I normally think I am up for just about anything. I go to the gym, walk the dog, work at starting a law business, run thither and yon. So taking the grandkids to visit Mom at Mass General Hospital was a walk in the park, right? (I hear parents laughing quietly up their sleeves.)
So, I grab the car and drive about an hour away to where the kids are. Run to the school to pick up the art project, realize the kids have to take the bus because the art project takes up too much room in my car. Stop by the local donut shop and get myself what amounts to a Caf-Pow and a dozen very large donut holes – three kids/four donut holes, right? (Stop laughing, parental people.)
Meet the eldest one at the house, get the project in, spill coffee on my car hood as I’m cleaning it out for the little ones. Get the booster seat, organize toileting, gathering drinks (after all, I have those 12 large donut holes) and then load the highschooler, gradeschooler and kindergartner into the car and head to Boston on Route 2 guided by the GPS. Did I mention, I don’t usually take Route 2?
Remember my math? 12 donut holes – 3 kids. When the teenager gets the donut bag back from the peanut gallery there are no donut holes. The gradeschooler ate 9. So I’m scouting around for a donut shop or something – fast food of some kind – to feed the starving teen (who is not pleased). Can’t find a blooming thing. Run into traffic jams. Bumper to bumper stuff. Isn’t everyone supposed to be heading OUT of Boston for the weekend? Two hours later we make it to Fresh Pond Mall, by which time the little guy is sitting in lemonade and all the kids want food. Stop at a Dunkin and get milk, bagels and another donut for the little guy. Why a donut for him? Because I’m too worn out to tell him no.
Finally make it to the hospital.
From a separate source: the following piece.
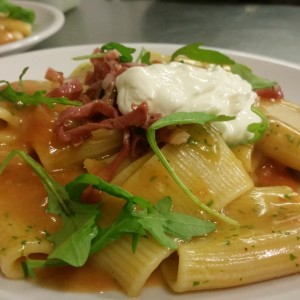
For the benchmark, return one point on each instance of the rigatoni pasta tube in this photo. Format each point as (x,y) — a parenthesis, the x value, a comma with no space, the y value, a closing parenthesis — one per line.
(202,164)
(282,139)
(265,246)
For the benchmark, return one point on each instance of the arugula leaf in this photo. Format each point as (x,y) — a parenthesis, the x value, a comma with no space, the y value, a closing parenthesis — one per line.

By this time I’ve been on the road for 3 and a half hours since I left my office. The kids are bored, need to use the bathroom again and about this time I find out the teenager had a study date – has to do projects and her finals are next week. So she’s peeved at having to go. Meanwhile, the gradeschooler is supposed to be at a sleepover that we’re not going to make in time. I feel so used…
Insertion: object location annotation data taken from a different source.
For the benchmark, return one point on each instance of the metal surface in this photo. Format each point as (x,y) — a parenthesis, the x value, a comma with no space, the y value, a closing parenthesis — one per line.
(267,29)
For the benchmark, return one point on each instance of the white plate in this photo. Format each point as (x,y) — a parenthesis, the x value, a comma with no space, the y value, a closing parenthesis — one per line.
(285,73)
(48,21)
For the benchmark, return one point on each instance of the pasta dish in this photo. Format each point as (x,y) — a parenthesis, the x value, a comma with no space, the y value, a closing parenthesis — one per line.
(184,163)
So we make a mad dash to Mom’s room and spend a little over an hour at which point I dash the kids to the car, and take off for their home. It’s been a long day, so of course, the tired kids in the back seat start biting, punching and yukking like the Three Stooges – alternately swinging between mayhem and hysteria. It is a darn good thing I am half deaf or I’d be entirely deafened by the noise level. Periodically the teenager and I attempt to restore order in the back seat. I ponder putting the big kid back there and the gradeschooler in front, but she’s not big enough for the front seat yet. We hear the sounds of ripping, which is the kindergartener turning his homework and projects into confetti. (Sounds of grandmother beating head on steering wheel.)
We actually make pretty good time to Woburn as I am NOT taking Rt. 2 again, where we stop at Wendy’s for dinner (this is not a low-cal day for me, it seems) and then cut through the back roads to Rt. 3 and off we go as fast as I can manage without getting a ticket. Meanwhile, the little kids have turned into little hooligans and are totally out of control. The teenager threatens to make them walk home. I think of the fact their father considered taking them to Montreal and realized he would not have one black hair left on his head if he did – or maybe any hair at all!
Drop the oldest off for her study date – sort of late, but she stays up late on the weekends. I take the little ones home. Dad is looking sort of fried. I know the feeling. He’s been shopping for Father’s day for his Dad and getting things for the kids as well. I tell him the kindergartener reeks of lemonade and spilled milk and offer to take the gradeschooler to her sleepover. First he says, no, no, you’ve done enough, it’s so late…then he realizes he is overwhelmed too. I take the gradeschooler so he can take care of the kindergartner.
On the way home I recognize that I still have the booster seat and the kindergardener’s toys. Small problem – ignore. Get to my abode about 9 hours after I left my office. Drag in and stagger over to the couch where I am greeted by the dog who desperately needs his own toileting. Take dog out, come back in, collapse.
Okay, I admit it – I can no longer keep up with three kids who are on overdrive on a Friday afternoon just days from the end of the school year. They need someone younger – much younger – with better hearing and more stamina. Holy moly. Beatles song about being 64… fade to black.